À l’automne 2009, le ministère de la Santé mettait en place un nouveau programme de recherche hospitalier. Complétant le PHRC (Programme hospitalier de recherche clinique, portant sur la recherche médicale et lancé en 1993) et le PREQHOS (Programme de recherche en qualité hospitalière, initié en 2007), le PHRI (Programme hospitalier de recherche infirmière) s’adressait aux infirmières, reconnues comme responsables d’un projet de recherche. Devant le succès de la première édition (84 dossiers avaient été déposés et 16 avaient obtenu un financement), le PHRI a été reconduit en 2010 et étendu à l’ensemble des professions paramédicales.
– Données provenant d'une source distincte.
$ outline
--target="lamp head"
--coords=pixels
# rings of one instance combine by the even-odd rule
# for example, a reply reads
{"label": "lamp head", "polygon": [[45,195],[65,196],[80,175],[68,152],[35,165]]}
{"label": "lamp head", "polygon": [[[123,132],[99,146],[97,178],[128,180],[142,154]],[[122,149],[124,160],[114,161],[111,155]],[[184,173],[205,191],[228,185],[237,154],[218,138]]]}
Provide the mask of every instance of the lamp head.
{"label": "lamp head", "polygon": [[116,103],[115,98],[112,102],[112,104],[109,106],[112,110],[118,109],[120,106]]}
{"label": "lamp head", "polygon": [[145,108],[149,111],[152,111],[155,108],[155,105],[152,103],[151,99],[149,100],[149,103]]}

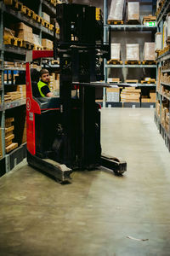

Le PHRIP, Programme hospitalier de recherche infirmière et paramédicale, s’organise en deux collèges : le premier étudie les projets infirmiers et le second l’ensemble des projets intiés par des auxiliaires médicaux figurant au Code de la Santé Publique.
Ainsi, à l’automne 2010, 113 projets étaient parvenus à la DGOS (Direction générale de l’offre de soins), dont 74 élaborés par des infirmières porteuses de projets. Après des tris successifs par le comité de sélection, l’arbitrage final sera opéré par le ministre de la Santé dans le courant du mois de mai. Les projets sélectionnés obtiendront un financement sur trois ans. En 2010, le budget total alloué était en moyenne de 30 000 euros. Les projets 2011, plus ambitieux en termes de coûts que ceux de l’an passé, pourraient bénéficier d’une enveloppe plus large, mais seraient en revanche moins nombreux à être retenus.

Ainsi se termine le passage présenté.